Because data has value and many research actors - such as universities and other research teams - are interested in having access to sufficiently high quality and well-controlled data, it would often be possible to make data containing personal data available to different parties. One easy and logical factor to classify data is whether it contains personal data, ie whether or not there is a need to be concerned about matters covered by the European Union's general data protection regulation. Often, many data sets that are valuable to the company itself and to the research contain personal information that restricts data utilization through regulation, and then a brief lesson on what GDPR means and how to share data, for example by pseudonymizing or anonymizing data.
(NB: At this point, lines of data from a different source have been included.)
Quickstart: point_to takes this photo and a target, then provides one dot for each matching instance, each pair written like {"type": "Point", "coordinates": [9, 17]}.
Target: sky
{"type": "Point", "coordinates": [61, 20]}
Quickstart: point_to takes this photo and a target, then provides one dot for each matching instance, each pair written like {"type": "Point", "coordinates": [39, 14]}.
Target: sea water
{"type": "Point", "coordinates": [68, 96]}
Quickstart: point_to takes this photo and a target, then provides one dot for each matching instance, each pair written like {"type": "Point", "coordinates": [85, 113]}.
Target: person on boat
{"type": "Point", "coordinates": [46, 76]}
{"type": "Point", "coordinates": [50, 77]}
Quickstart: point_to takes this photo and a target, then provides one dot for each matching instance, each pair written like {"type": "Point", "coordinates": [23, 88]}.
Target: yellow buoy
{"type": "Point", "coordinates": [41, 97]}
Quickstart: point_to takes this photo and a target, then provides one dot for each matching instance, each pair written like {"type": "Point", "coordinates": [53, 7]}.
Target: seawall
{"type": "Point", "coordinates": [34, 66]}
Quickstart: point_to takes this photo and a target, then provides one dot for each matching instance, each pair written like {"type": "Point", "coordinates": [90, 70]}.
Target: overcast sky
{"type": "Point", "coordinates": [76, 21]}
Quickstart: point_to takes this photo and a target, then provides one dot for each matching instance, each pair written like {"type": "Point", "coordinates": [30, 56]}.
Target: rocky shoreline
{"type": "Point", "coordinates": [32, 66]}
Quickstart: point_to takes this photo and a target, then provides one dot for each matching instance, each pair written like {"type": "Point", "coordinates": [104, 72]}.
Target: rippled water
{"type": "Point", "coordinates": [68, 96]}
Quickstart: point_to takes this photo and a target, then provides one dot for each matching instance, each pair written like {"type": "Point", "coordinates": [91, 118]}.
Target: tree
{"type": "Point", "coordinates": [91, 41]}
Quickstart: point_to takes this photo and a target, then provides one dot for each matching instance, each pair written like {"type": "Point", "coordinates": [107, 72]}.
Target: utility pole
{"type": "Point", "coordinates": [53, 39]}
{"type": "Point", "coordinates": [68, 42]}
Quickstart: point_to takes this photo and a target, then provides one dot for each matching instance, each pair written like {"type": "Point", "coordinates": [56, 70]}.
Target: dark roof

The General Data Protection Regulation (GDPR) is a data protection regulation enacted in the spring of 2018 in the EU, according to which an individual has several different rights to decide on the data to be collected. If, for example, information about a person is collected on a website (e.g. during the registration), the person has the right to inspect, correct and delete his or her personal data and to object to and restrict the processing of his or her own personal data. In addition to this, you also have the right to request the transfer of your own personal data from one controller to another. In practice, this means that without the obligations set out in the above regulations, you will not be able to collect personal data even from the staff of your own company. Therefore, everyone who deals with your company must ask permission to collect the data, tell them what the data will be used for and also allow the data to be deleted.
From this point of view, if you start to think about how valuable data that contains personal data can be made available to other stakeholders, a challenging situation lies ahead on a practical level. For example, when collecting personal data, it is possible to ask individuals for permission to share their data with a particular research institute. This makes it possible to share data once you have permission, but how do you proceed when requests for verification or deletion of data for some reason come in, how do you ensure that all parties are working properly in these situations, and how does tens of hours of manual work occur for each request? One option is, of course, technical implementations and interfaces through which these things can be technically automated and legally contracted for different use cases between companies. While this is possible, it should be noted that thereafter, the data must be of tremendous value in order for these solutions and contractual costs to be met in a financially viable manner.
Then there are much lighter solutions where personal data is removed from the dataset so that the relevant information remains the same. One of the options is to pseudonymize and the other is to anonymize the data. Pseudonymization refers to the act of directing information to someone using someone else's information. If a model like this is to store personal information as part of a data set, care must be taken to ensure that that connecting factor is not available to other parties. This will ensure that people other than you do not know who the data is targeting and therefore the GDPR settings will only be handled by you. In many cases, an encryption key is used as a practical example of pseudonymisation, which allows personal data to be encrypted in an unrecognizable form, and without this connecting factor, i.e. the encryption key, the data cannot be restored to its original form.
The second option, anomyzation, is very similar to pseudonymization but without that return option. In other words, personal data can be virtually deleted from the data set to be shared from other data or changed to another format (although aggregated) without the possibility of retrieval, leaving all data to be shared in the form allowed by the settings without requiring permission from users. With regard to both pseudonymization and anomicization, great care must be taken and the person doing this task must have a clear understanding of what is being done. If you intend to share information that contains, for example, a personal security number and a street address in the same dataset and only delete the personal identity number, will other information be obtained by combining from whom the data at that street address was collected? Yes, they will, that is when you shared the data under the GDPR even if you deleted some of that data.
So there is some possibilities for sharing GDRP-related information, but it needs to be done right and very careful. It is by no means intended to intimidate you but to encourage you to do so properly, as data is of immense value!